現在の従業員は全世界で200人を越えているというから、いかに急成長したかがわかる。2014年初頭に米ラスベガスで行なわれたCES(コンシューマー・エレクトロニクス・ショウ)では、その革新的なドライバー技術が最優秀アワードに選ばれているし、世界各国の専門誌で数多くの賞を獲得している。

■アンプ部には真空管マニア垂涎の3極管300Bを4本使用

さて、今回の主役、SHANGRI-LAに話を移そう。本機で一際目を引くのは、パワーアンプ並みのビッグサイズの専用アンプだ。真空管マニア垂涎の3極管300Bが4本、天面からニョキッと突き出ている。

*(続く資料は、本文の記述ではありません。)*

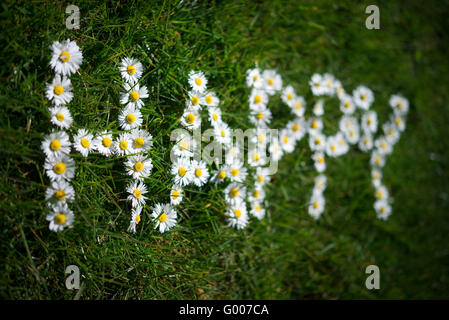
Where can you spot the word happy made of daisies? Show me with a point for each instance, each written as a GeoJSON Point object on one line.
{"type": "Point", "coordinates": [244, 183]}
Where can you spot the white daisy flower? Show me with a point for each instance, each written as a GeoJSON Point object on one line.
{"type": "Point", "coordinates": [196, 99]}
{"type": "Point", "coordinates": [197, 81]}
{"type": "Point", "coordinates": [399, 104]}
{"type": "Point", "coordinates": [200, 173]}
{"type": "Point", "coordinates": [237, 215]}
{"type": "Point", "coordinates": [391, 133]}
{"type": "Point", "coordinates": [234, 192]}
{"type": "Point", "coordinates": [83, 142]}
{"type": "Point", "coordinates": [60, 217]}
{"type": "Point", "coordinates": [298, 107]}
{"type": "Point", "coordinates": [165, 217]}
{"type": "Point", "coordinates": [383, 146]}
{"type": "Point", "coordinates": [257, 156]}
{"type": "Point", "coordinates": [366, 142]}
{"type": "Point", "coordinates": [191, 118]}
{"type": "Point", "coordinates": [258, 99]}
{"type": "Point", "coordinates": [381, 193]}
{"type": "Point", "coordinates": [135, 218]}
{"type": "Point", "coordinates": [220, 174]}
{"type": "Point", "coordinates": [60, 167]}
{"type": "Point", "coordinates": [176, 194]}
{"type": "Point", "coordinates": [272, 81]}
{"type": "Point", "coordinates": [298, 128]}
{"type": "Point", "coordinates": [103, 143]}
{"type": "Point", "coordinates": [222, 133]}
{"type": "Point", "coordinates": [137, 190]}
{"type": "Point", "coordinates": [185, 146]}
{"type": "Point", "coordinates": [257, 210]}
{"type": "Point", "coordinates": [347, 106]}
{"type": "Point", "coordinates": [181, 169]}
{"type": "Point", "coordinates": [363, 97]}
{"type": "Point", "coordinates": [316, 206]}
{"type": "Point", "coordinates": [130, 117]}
{"type": "Point", "coordinates": [318, 108]}
{"type": "Point", "coordinates": [133, 95]}
{"type": "Point", "coordinates": [61, 117]}
{"type": "Point", "coordinates": [262, 176]}
{"type": "Point", "coordinates": [320, 184]}
{"type": "Point", "coordinates": [256, 195]}
{"type": "Point", "coordinates": [59, 91]}
{"type": "Point", "coordinates": [288, 96]}
{"type": "Point", "coordinates": [60, 191]}
{"type": "Point", "coordinates": [254, 78]}
{"type": "Point", "coordinates": [276, 150]}
{"type": "Point", "coordinates": [131, 70]}
{"type": "Point", "coordinates": [260, 116]}
{"type": "Point", "coordinates": [214, 115]}
{"type": "Point", "coordinates": [56, 143]}
{"type": "Point", "coordinates": [139, 166]}
{"type": "Point", "coordinates": [123, 145]}
{"type": "Point", "coordinates": [142, 140]}
{"type": "Point", "coordinates": [210, 99]}
{"type": "Point", "coordinates": [320, 163]}
{"type": "Point", "coordinates": [317, 85]}
{"type": "Point", "coordinates": [287, 140]}
{"type": "Point", "coordinates": [66, 57]}
{"type": "Point", "coordinates": [377, 159]}
{"type": "Point", "coordinates": [369, 121]}
{"type": "Point", "coordinates": [237, 171]}
{"type": "Point", "coordinates": [317, 142]}
{"type": "Point", "coordinates": [315, 125]}
{"type": "Point", "coordinates": [376, 176]}
{"type": "Point", "coordinates": [383, 209]}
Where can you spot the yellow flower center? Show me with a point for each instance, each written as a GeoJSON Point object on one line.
{"type": "Point", "coordinates": [139, 142]}
{"type": "Point", "coordinates": [130, 118]}
{"type": "Point", "coordinates": [60, 116]}
{"type": "Point", "coordinates": [182, 171]}
{"type": "Point", "coordinates": [60, 194]}
{"type": "Point", "coordinates": [60, 219]}
{"type": "Point", "coordinates": [55, 145]}
{"type": "Point", "coordinates": [138, 166]}
{"type": "Point", "coordinates": [64, 56]}
{"type": "Point", "coordinates": [163, 217]}
{"type": "Point", "coordinates": [106, 142]}
{"type": "Point", "coordinates": [134, 95]}
{"type": "Point", "coordinates": [137, 193]}
{"type": "Point", "coordinates": [195, 100]}
{"type": "Point", "coordinates": [58, 90]}
{"type": "Point", "coordinates": [123, 145]}
{"type": "Point", "coordinates": [85, 143]}
{"type": "Point", "coordinates": [237, 213]}
{"type": "Point", "coordinates": [59, 168]}
{"type": "Point", "coordinates": [131, 70]}
{"type": "Point", "coordinates": [190, 118]}
{"type": "Point", "coordinates": [209, 99]}
{"type": "Point", "coordinates": [234, 192]}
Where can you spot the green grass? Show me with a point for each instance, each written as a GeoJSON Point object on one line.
{"type": "Point", "coordinates": [286, 256]}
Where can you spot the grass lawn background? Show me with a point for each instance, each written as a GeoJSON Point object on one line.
{"type": "Point", "coordinates": [286, 256]}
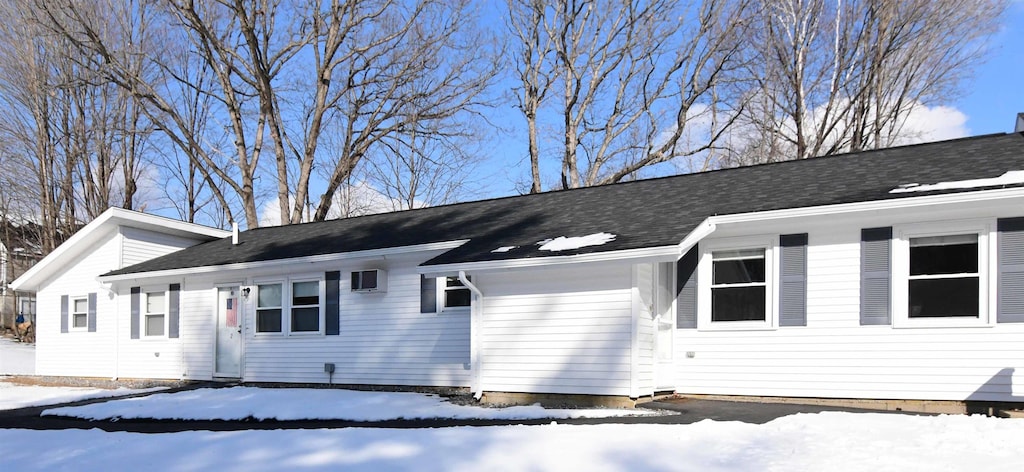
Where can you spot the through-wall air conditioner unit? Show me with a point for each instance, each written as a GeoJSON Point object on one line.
{"type": "Point", "coordinates": [370, 281]}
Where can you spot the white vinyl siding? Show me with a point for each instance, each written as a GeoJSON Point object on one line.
{"type": "Point", "coordinates": [78, 352]}
{"type": "Point", "coordinates": [835, 356]}
{"type": "Point", "coordinates": [383, 340]}
{"type": "Point", "coordinates": [565, 330]}
{"type": "Point", "coordinates": [109, 351]}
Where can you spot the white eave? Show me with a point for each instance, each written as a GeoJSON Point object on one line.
{"type": "Point", "coordinates": [368, 254]}
{"type": "Point", "coordinates": [710, 224]}
{"type": "Point", "coordinates": [84, 239]}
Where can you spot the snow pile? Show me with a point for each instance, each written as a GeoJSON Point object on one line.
{"type": "Point", "coordinates": [16, 358]}
{"type": "Point", "coordinates": [311, 403]}
{"type": "Point", "coordinates": [833, 441]}
{"type": "Point", "coordinates": [565, 244]}
{"type": "Point", "coordinates": [19, 396]}
{"type": "Point", "coordinates": [1010, 178]}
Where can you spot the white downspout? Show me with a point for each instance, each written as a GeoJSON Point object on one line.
{"type": "Point", "coordinates": [476, 322]}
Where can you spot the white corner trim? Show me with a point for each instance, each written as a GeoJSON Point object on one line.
{"type": "Point", "coordinates": [443, 246]}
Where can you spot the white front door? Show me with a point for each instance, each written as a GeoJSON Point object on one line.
{"type": "Point", "coordinates": [665, 328]}
{"type": "Point", "coordinates": [228, 355]}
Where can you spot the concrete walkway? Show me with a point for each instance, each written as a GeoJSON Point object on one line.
{"type": "Point", "coordinates": [682, 411]}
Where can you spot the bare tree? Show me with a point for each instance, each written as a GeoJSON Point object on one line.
{"type": "Point", "coordinates": [361, 59]}
{"type": "Point", "coordinates": [846, 76]}
{"type": "Point", "coordinates": [635, 78]}
{"type": "Point", "coordinates": [532, 48]}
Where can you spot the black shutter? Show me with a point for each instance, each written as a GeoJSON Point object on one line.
{"type": "Point", "coordinates": [876, 273]}
{"type": "Point", "coordinates": [332, 305]}
{"type": "Point", "coordinates": [1010, 285]}
{"type": "Point", "coordinates": [91, 319]}
{"type": "Point", "coordinates": [135, 308]}
{"type": "Point", "coordinates": [428, 295]}
{"type": "Point", "coordinates": [793, 284]}
{"type": "Point", "coordinates": [174, 309]}
{"type": "Point", "coordinates": [64, 313]}
{"type": "Point", "coordinates": [686, 290]}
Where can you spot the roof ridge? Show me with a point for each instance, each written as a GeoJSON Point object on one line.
{"type": "Point", "coordinates": [848, 155]}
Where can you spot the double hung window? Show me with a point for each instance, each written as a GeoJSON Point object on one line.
{"type": "Point", "coordinates": [944, 279]}
{"type": "Point", "coordinates": [739, 286]}
{"type": "Point", "coordinates": [80, 313]}
{"type": "Point", "coordinates": [457, 295]}
{"type": "Point", "coordinates": [301, 300]}
{"type": "Point", "coordinates": [154, 319]}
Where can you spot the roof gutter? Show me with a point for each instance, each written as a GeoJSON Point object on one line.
{"type": "Point", "coordinates": [443, 246]}
{"type": "Point", "coordinates": [475, 325]}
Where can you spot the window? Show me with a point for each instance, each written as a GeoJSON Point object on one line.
{"type": "Point", "coordinates": [940, 274]}
{"type": "Point", "coordinates": [156, 304]}
{"type": "Point", "coordinates": [738, 286]}
{"type": "Point", "coordinates": [944, 280]}
{"type": "Point", "coordinates": [268, 308]}
{"type": "Point", "coordinates": [736, 281]}
{"type": "Point", "coordinates": [456, 294]}
{"type": "Point", "coordinates": [305, 306]}
{"type": "Point", "coordinates": [289, 307]}
{"type": "Point", "coordinates": [80, 313]}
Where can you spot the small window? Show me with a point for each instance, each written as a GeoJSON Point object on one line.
{"type": "Point", "coordinates": [268, 310]}
{"type": "Point", "coordinates": [80, 312]}
{"type": "Point", "coordinates": [305, 306]}
{"type": "Point", "coordinates": [944, 281]}
{"type": "Point", "coordinates": [456, 293]}
{"type": "Point", "coordinates": [738, 286]}
{"type": "Point", "coordinates": [155, 311]}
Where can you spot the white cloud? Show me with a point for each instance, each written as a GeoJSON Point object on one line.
{"type": "Point", "coordinates": [925, 124]}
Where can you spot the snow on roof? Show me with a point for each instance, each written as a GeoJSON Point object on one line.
{"type": "Point", "coordinates": [1010, 178]}
{"type": "Point", "coordinates": [565, 244]}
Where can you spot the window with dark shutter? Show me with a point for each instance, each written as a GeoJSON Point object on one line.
{"type": "Point", "coordinates": [332, 306]}
{"type": "Point", "coordinates": [793, 284]}
{"type": "Point", "coordinates": [876, 267]}
{"type": "Point", "coordinates": [1010, 285]}
{"type": "Point", "coordinates": [428, 294]}
{"type": "Point", "coordinates": [686, 290]}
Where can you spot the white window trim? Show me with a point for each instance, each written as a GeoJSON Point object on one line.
{"type": "Point", "coordinates": [143, 311]}
{"type": "Point", "coordinates": [284, 296]}
{"type": "Point", "coordinates": [72, 312]}
{"type": "Point", "coordinates": [769, 244]}
{"type": "Point", "coordinates": [286, 305]}
{"type": "Point", "coordinates": [441, 287]}
{"type": "Point", "coordinates": [322, 297]}
{"type": "Point", "coordinates": [901, 272]}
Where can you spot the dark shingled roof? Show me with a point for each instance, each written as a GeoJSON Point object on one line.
{"type": "Point", "coordinates": [641, 214]}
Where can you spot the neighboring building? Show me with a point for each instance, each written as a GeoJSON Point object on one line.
{"type": "Point", "coordinates": [18, 251]}
{"type": "Point", "coordinates": [894, 273]}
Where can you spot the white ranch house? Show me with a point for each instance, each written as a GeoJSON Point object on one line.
{"type": "Point", "coordinates": [887, 274]}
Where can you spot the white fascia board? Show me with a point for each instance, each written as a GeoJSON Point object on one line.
{"type": "Point", "coordinates": [166, 225]}
{"type": "Point", "coordinates": [660, 253]}
{"type": "Point", "coordinates": [83, 239]}
{"type": "Point", "coordinates": [444, 246]}
{"type": "Point", "coordinates": [877, 205]}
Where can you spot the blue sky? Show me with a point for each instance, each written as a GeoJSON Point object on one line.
{"type": "Point", "coordinates": [995, 95]}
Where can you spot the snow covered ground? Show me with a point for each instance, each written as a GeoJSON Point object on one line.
{"type": "Point", "coordinates": [17, 396]}
{"type": "Point", "coordinates": [833, 441]}
{"type": "Point", "coordinates": [16, 358]}
{"type": "Point", "coordinates": [830, 441]}
{"type": "Point", "coordinates": [309, 403]}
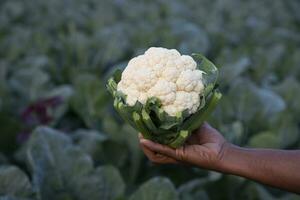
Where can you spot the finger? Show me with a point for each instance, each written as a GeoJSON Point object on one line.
{"type": "Point", "coordinates": [159, 148]}
{"type": "Point", "coordinates": [157, 158]}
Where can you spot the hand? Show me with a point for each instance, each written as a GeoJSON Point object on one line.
{"type": "Point", "coordinates": [204, 148]}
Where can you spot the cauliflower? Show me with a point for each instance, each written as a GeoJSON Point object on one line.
{"type": "Point", "coordinates": [165, 74]}
{"type": "Point", "coordinates": [165, 95]}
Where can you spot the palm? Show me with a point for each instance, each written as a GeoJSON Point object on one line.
{"type": "Point", "coordinates": [203, 149]}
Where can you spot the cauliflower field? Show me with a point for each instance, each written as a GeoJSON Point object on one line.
{"type": "Point", "coordinates": [60, 137]}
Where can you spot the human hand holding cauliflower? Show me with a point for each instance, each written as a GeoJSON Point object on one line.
{"type": "Point", "coordinates": [165, 95]}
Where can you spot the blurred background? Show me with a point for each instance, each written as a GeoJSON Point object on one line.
{"type": "Point", "coordinates": [60, 137]}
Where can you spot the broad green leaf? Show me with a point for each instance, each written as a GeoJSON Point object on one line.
{"type": "Point", "coordinates": [157, 188]}
{"type": "Point", "coordinates": [89, 99]}
{"type": "Point", "coordinates": [62, 171]}
{"type": "Point", "coordinates": [14, 182]}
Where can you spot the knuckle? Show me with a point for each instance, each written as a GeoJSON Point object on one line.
{"type": "Point", "coordinates": [180, 153]}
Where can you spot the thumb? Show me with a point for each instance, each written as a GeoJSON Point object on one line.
{"type": "Point", "coordinates": [159, 148]}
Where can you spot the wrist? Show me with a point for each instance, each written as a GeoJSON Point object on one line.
{"type": "Point", "coordinates": [226, 157]}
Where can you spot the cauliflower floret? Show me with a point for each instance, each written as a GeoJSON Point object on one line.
{"type": "Point", "coordinates": [183, 101]}
{"type": "Point", "coordinates": [164, 90]}
{"type": "Point", "coordinates": [165, 74]}
{"type": "Point", "coordinates": [190, 80]}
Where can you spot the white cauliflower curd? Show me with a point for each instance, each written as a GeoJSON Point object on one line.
{"type": "Point", "coordinates": [166, 74]}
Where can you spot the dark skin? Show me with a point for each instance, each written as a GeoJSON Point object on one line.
{"type": "Point", "coordinates": [207, 148]}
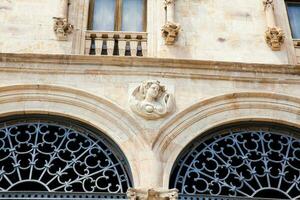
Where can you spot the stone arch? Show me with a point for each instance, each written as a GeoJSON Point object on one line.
{"type": "Point", "coordinates": [214, 112]}
{"type": "Point", "coordinates": [81, 106]}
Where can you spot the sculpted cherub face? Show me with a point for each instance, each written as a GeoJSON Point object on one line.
{"type": "Point", "coordinates": [153, 91]}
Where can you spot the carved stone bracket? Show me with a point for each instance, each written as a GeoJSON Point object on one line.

ピュアオーディオファンからも音質に定評がある真空管300Bを使用

初段管4本と合わせたその外観を真横から見ると、航空母艦のデッキを彷彿とさせる。また、金属製のステーで囲われた合計8本の真空管は、母艦の管制室さながらだ。

航空母艦を思わせるデザイン

グロス仕上げのそのフラットな天面の先に24ステップのアテネッター・ノブがある。ここに固定抵抗を使用しているのは、音質的な配慮からのようだ。